After resting we left the Visitor’s Center and walked to the Maryland Monument. It is a small domed structure fashioned like a gazebo that listed all the infantry, artillery and cavalry units that fought for both the North and the South during the battle.
It is a very beautiful structure that is set in an area with a few large trees giving shade to all who come to view its information. The sadness of the monument is almost palpable. Maryland was a border state during the Civil War and supplied soldiers for both North and South. In some cases brother fought against brother.
(Little did I know what one of the inscriptions would later mean to me.)
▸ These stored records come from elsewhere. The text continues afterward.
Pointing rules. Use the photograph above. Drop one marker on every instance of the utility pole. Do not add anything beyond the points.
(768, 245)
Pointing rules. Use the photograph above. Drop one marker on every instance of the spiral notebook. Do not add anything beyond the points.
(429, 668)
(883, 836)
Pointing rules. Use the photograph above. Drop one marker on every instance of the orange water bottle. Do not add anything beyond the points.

We continued across the Hagerstown Pike to the Dunker Church and walked on a paved road beside the Dunker Church west up to the top of a small hill. During the battle this whole area was the West Woods, but some of the area had been cleared for the planting of crops. This was the scene of the weirdest and most serendipitous occurrence during the battle.
General Sedgwick, commander of the 2nd Division of the Union 2nd Corps, along with Corp Commander General Sumner advanced 3 brigades just to the north of this position into the West Woods. General Robert E. Lee sent two Divisions to this area to strengthen this part of the Confederate Line. The terrain is such that the Union soldiers never saw the two Confederate Divisions until they were attacked in the flank and rear. They gave way and beat a hasty retreat to the north leaving 2200 of their 5000 soldiers as either killed, wounded or captured.
The Confederate attack just happened to catch the Union Lines by surprise. The Confederates were just as surprised as the Union soldiers that they were so successful.
At this time I asked Nancy if she could take some special pictures for me and she consented.